A julgar pelas declarações de atores e figurantes que participaram das filmagens do último filme de Woody Allen, uma comédia em quatro episódios ambientada em Roma intitulada “Para Roma com Amor”, o diretor americano promoveu uma verdadeira ode à “cidade mais romântica do mundo”, como ele mesmo definiu, divertindo-se a filmar nos mais clássicos pontos turísticos romanos, do Coliseu à Via Veneto, da Fontana di Trevi ao Campo dei Fiori, da Piazza Venezia ao Teatro Argentina, passando pelo americaníssimo bairro de Trastevere e entrando inclusive nos estúdios de um telejornal da RAI, com um elenco de peso que inclui nomes como Penélope Cruz, Alec Baldwin, Jesse Eisenberg, Ellen Page, Judy Davis e ainda nomes fortes do cinema italiano, como o galã Riccardo Scamarcio, Antonio Albanese, Ornella Muti e a jovem revelação Alessandra Mastronardi.

Penélope Cruz, a musa de Woody Allen em cena de “Para Roma com Amor” – foto: divulgação

Concertos de jazz improvisados ainda na fase de pré-produção, a jovem e bela esposa Sun-Yi, que acompanhava e fotografava cada passo no set, Roberto Benigni que corria pelas ruas de Roma fugindo de “falsos-reais” papparazi, e um guarda de trânsito convocado de improviso para interpretar ele mesmo e que acabou virando o protagonista de um dos episódios do filme. Tudo isso em um ambiente relaxado e de homenagem a esta cidade eternizada por tantos filmes no passado, como o próprio “A Doce Vida” (1960) de Federico Fellini, mas que recentemente, abalada pela crise econômica e moral europeia, andou esquecida dos grandes diretores internacionais.

Pierluigi Marchionne, o guarda de trânsito que foi parar no filme de Woody Allen – foto: divulgação

“Para Roma com Amor” é uma comédia dividida em quatro episódios baseados em “Decameron”, os contos libidinosos escritos por Giovanni Boccaccio no século 14. Woody Allen, que volta a participar como ator dos seus próprios filmes, pela primeira vez desde “Scoop – O Grande Furo” (2006), escolheu como diretor assistente Alberto Mangiante, premiado diretor italiano que participou de quase todas as grandes produções internacionais filmadas na Itália nos últimos anos, de “O Turista” (2010) com Angelina Jolie, passando por “Doze homens e outro segredo” (2004) e “A supremacia Bourne” (2004) até “Sob o sol da Toscana” (2003).
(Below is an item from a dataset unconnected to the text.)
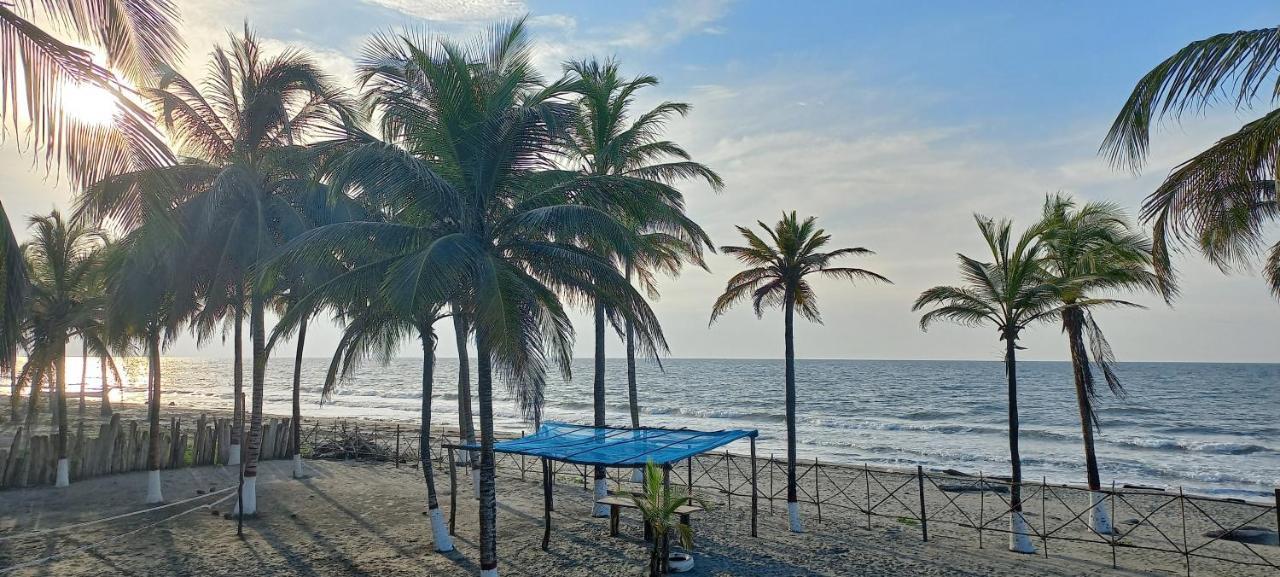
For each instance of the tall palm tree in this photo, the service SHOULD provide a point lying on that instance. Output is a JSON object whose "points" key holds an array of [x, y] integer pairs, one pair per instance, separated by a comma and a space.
{"points": [[39, 67], [1010, 293], [778, 276], [1088, 250], [1221, 201], [607, 142], [63, 259], [245, 161], [469, 134]]}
Paparazzi verdadeiros no elenco

A participação especial do ator, diretor e comediante italiano Roberto Benigni, famoso no Brasil pelo premiado “A vida é bela” (1997), atraiu ainda mais a atenção dos incansáveis paparazzi romanos, que muito antes do início das filmagens já vinham perseguindo Woody Allen e sua equipe em busca de informações sobre o novo filme. Benigni, na Itália, é aclamado pelo seu trabalho como cômico televisivo e diretor de teatro, e apenas a ideia de vê-lo junto de Woody Allen já provocava risadas coletivas em todo o país.

Risadas que cresceram ainda mais quando se soube que, para gravar as cenas com Benigni, cujo personagem é um homem que se torna famoso da noite para o dia e passa a ser perseguido incansavelmente por paparazzi da “velha escola romana”, foram chamados os próprios paparazzi, aqueles que vinham perseguindo Woody Allen, para atuarem como figurantes. O resultado foi um grupo de fotógrafos sortudos que passaram da difícil situação de caçarem diariamente Woody Allen pelas ruas de Roma para a comodidade de dentro do set, entre Benigni e o diretor, interpretando eles mesmos, recebendo uma diária de figurantes e, ainda por cima, autorizados oficialmente a fotografarem tudo o que conseguissem.

“Acho que Woody Allen conseguiu obter cenas muito realistas”, afirma Vitaliano Napolitano, 42 anos, que ao lado da sua esposa forma um dos casais mais tradicionais do mundo dos paparazzi em Roma, com mais de 20 anos de experiência. “A nossa violência contra Benigni era real, inclusive nós mesmos estávamos em competição entre nós, porque podíamos fazer fotos reais no set”, explica o experiente fotógrafo de celebridades.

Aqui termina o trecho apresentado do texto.